Construction of Red Maple Boardwalk, 1975. Photo courtesy UNF Digital Commons
Construction of Red Maple Boardwalk, 1975. Photo courtesy UNF Digital Commons

June 20 is the official first day of summer, but Florida weather makes it feel like the season has already arrived. The summer months, at least for some students, are a time to work more hours, take classes, and for squeezing in beach day or two (or more!). When we’re lucky to have a below-85 day, the UNF Nature Trails are a picture-perfect get away. A natural paradise submerged in suburbia. But do you know the history of the trails? Maybe? Well, here’s a refresher.

Before the establishment of the university, the land was used for logging and turpentine production by the Skinner family, who would later donate about 540 acres of the original 1,000-acre campus, according to information from the Environmental Center. As a way to prevent hunting, UNF’s founding president, Thomas Carpenter, declared the campus as a “Bird Sanctuary” by the Florida Game and Freshwater Fish Commission in 1970. The classification transitioned the campus into being considered as a “nature preserve.” At the time, “Swamp Stompers” and “Sloughies,” (members of the Sawmill Slough Conservation Club, or SSCC), often managed the campus’ natural areas.

The origin of the trails was aided by SSCC faculty advisor, Dr. Ray Bowman. In 1986, he designed and implemented the self-guided nature trail system, which is based on the old timbering roads and paths. Another influential person for the nature trails was John M. Golden, a SSCC president and long-time UNF Ranger. Golden maintained the nature trails for over 20 years and devoted his time to environmental education and often led field trip programs.

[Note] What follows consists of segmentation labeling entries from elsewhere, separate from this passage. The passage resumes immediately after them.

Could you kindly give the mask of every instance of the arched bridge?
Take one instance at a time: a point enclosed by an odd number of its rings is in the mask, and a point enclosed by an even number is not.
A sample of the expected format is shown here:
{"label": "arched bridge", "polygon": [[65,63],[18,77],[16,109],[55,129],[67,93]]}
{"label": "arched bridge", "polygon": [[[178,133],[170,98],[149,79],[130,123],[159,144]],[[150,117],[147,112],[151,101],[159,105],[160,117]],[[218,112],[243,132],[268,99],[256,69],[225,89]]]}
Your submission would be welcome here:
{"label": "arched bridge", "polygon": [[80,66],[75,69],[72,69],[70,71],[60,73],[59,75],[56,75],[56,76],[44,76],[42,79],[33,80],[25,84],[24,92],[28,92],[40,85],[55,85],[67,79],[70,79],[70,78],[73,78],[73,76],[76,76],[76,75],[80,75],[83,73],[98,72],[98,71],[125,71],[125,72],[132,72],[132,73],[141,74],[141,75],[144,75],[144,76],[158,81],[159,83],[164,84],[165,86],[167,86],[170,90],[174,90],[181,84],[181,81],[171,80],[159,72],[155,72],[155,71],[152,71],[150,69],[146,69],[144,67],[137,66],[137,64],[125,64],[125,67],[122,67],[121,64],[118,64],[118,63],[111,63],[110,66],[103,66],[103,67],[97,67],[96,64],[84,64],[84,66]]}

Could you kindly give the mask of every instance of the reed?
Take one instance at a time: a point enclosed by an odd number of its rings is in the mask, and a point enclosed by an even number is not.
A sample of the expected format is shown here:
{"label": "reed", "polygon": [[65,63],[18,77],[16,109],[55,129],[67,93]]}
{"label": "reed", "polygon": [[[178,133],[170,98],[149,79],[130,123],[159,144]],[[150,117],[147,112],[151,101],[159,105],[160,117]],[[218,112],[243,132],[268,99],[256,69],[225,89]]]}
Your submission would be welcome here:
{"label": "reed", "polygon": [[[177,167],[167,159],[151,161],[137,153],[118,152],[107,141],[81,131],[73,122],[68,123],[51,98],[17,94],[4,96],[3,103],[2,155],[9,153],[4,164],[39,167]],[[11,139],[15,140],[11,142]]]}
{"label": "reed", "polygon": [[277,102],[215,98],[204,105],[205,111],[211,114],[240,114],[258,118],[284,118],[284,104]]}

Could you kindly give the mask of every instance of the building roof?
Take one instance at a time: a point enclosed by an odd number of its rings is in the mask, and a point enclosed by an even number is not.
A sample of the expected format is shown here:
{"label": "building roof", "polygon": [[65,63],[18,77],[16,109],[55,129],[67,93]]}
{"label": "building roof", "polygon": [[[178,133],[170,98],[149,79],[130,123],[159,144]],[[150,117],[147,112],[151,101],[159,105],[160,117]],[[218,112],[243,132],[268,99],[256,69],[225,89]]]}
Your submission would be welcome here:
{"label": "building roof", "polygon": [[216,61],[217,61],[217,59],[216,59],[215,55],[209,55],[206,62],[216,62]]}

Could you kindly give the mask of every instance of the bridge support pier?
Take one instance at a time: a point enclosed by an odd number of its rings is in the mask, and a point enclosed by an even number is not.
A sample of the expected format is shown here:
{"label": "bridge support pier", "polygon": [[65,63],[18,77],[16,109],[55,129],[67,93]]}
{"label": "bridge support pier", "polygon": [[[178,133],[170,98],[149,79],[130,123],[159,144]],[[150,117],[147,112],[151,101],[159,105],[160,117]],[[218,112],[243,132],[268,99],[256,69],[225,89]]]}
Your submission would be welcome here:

Ranger John Golden with school children at Lake Oneida, April 1999. Photo courtesy UNF Digital Commons
Ranger John Golden with school children at Lake Oneida, April 1999. Photo courtesy UNF Digital Commons

Now, flash forward to May 2006, to the year when the nature trail finally earned its official title: Sawmill Slough Preserve. In 2008, the John M. Golden Environmental Education Pavilion was built adjacent to the nature trailhead and Lake Oneida. The pavilion shelters many of the events that you’ve probably seen while you were checking out a kayak or paddle board.